Debatte Schlecker: Neustart in Mitarbeiterhand
Die insolvente Drogeriekette Schlecker müsste nicht zerschlagen werden, denn es gibt eine bessere Lösung. Ein Plädoyer für Belegschaftseigentum.
D er Fall Schlecker zeigt einmal mehr das „Wolfsgesetz“ der kapitalistischen Konkurrenz: Hier hat es sogar dem nach Umsatz zweitgrößten Unternehmen einer Branche den Garaus gemacht. Auf dem hart umkämpften Drogeriemarkt reichte am Ende auch das pervertierte „Geschäftsmodell“ der doppelten Ausbeutung von Beschäftigten und Lieferanten nicht mehr.
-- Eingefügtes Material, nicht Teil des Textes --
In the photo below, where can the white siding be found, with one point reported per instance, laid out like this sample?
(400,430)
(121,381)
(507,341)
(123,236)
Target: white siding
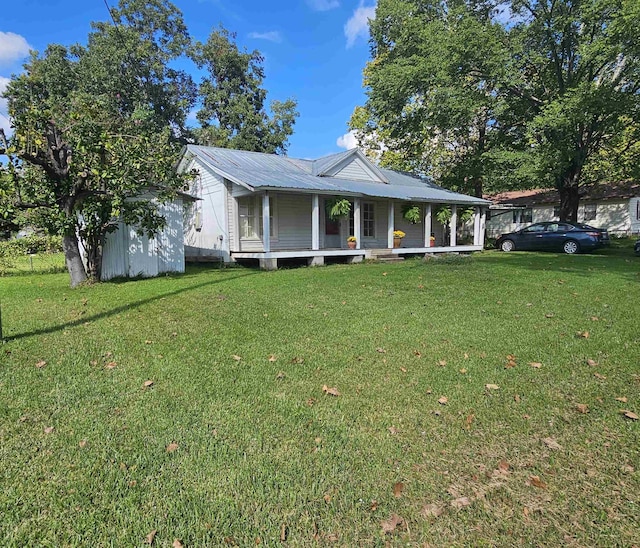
(210,214)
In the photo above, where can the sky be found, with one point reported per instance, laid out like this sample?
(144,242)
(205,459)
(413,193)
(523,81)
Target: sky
(314,51)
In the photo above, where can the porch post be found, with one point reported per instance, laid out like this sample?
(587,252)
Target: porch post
(315,222)
(427,225)
(356,221)
(453,224)
(483,226)
(476,225)
(266,223)
(391,224)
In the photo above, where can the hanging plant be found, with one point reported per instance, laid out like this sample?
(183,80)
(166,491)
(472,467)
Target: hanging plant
(338,208)
(412,213)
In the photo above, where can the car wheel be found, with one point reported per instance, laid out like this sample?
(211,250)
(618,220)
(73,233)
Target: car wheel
(507,246)
(570,247)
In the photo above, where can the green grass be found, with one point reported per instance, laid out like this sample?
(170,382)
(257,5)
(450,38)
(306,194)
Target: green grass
(262,449)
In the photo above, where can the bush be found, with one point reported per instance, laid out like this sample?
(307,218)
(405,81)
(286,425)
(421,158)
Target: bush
(30,245)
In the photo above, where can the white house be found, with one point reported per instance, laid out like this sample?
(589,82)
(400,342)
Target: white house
(614,206)
(269,207)
(129,254)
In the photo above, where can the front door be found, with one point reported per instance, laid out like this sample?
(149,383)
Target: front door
(331,230)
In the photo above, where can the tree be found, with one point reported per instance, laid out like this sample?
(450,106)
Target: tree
(233,111)
(534,101)
(96,126)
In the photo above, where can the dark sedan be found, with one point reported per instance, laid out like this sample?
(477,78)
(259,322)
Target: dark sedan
(554,236)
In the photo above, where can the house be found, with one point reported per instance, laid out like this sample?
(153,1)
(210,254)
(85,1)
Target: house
(266,207)
(129,254)
(614,206)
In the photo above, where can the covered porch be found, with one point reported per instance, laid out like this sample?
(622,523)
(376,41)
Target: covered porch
(371,222)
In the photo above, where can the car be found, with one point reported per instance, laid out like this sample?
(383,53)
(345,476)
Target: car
(554,236)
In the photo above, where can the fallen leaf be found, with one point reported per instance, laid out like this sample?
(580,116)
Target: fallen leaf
(537,482)
(469,420)
(432,510)
(551,443)
(150,537)
(460,502)
(330,391)
(389,525)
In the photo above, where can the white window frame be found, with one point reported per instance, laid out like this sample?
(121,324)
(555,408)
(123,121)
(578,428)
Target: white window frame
(372,220)
(254,217)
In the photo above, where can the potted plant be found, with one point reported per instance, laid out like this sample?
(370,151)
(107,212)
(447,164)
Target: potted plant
(338,208)
(412,213)
(397,237)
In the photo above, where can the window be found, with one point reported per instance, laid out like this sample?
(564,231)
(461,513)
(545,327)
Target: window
(368,220)
(590,212)
(523,215)
(250,214)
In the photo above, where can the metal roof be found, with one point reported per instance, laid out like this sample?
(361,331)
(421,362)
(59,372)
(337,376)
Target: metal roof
(257,170)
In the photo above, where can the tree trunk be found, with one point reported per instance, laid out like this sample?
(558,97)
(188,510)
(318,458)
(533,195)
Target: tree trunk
(569,199)
(73,259)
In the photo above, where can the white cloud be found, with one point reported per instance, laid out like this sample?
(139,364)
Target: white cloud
(13,47)
(323,5)
(271,36)
(358,25)
(348,140)
(4,120)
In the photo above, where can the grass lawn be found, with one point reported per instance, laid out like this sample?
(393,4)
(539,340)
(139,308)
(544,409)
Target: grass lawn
(479,404)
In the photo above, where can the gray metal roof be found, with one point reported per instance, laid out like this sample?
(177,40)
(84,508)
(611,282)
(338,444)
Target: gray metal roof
(269,171)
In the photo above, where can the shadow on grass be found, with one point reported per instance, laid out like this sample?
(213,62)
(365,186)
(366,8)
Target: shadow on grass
(117,310)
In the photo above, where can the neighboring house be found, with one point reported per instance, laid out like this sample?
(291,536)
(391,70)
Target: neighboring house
(614,206)
(269,207)
(129,254)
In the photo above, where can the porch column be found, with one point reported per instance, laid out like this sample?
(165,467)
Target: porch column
(315,222)
(453,224)
(390,225)
(356,221)
(427,225)
(476,226)
(483,226)
(266,223)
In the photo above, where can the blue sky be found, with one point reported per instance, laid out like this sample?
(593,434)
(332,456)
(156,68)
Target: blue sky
(314,51)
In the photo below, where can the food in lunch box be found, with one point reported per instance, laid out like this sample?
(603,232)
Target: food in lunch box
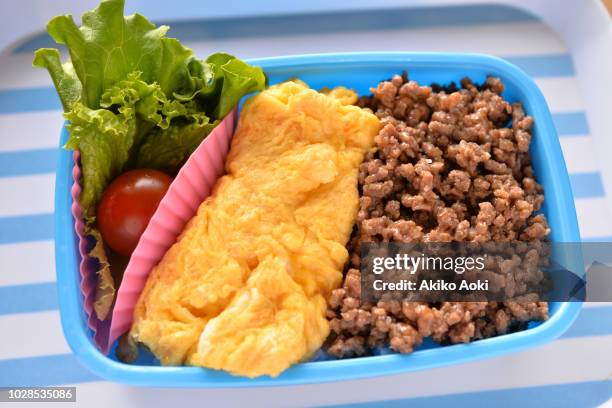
(450,165)
(127,205)
(244,288)
(134,99)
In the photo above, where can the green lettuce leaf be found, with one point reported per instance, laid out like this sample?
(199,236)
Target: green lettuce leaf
(166,149)
(135,98)
(105,288)
(64,78)
(235,79)
(104,139)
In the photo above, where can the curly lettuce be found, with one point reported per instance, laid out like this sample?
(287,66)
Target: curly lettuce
(135,98)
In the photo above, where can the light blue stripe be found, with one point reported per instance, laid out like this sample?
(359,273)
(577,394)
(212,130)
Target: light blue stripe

Der Familienkonzern musste Insolvenz anmelden.
Das Eigenkapital des Unternehmens war durch aufgelaufene Verluste aufgebraucht. Zuvor hatte die Familie Schlecker allerdings per jahrelange Gewinnausschüttung ein beachtliches Vermögen privat akkumuliert. Das Geld will man jetzt zur Krisenbehebung nicht wieder ins Unternehmen reinvestieren. Vielmehr sollen über 10.000 Beschäftigte, überwiegend Frauen, ihre Arbeit verlieren, und das Unternehmen soll zerschlagen werden. Nur durch eine Massenentlassung sei ein Weiterleben des Restkonzerns möglich.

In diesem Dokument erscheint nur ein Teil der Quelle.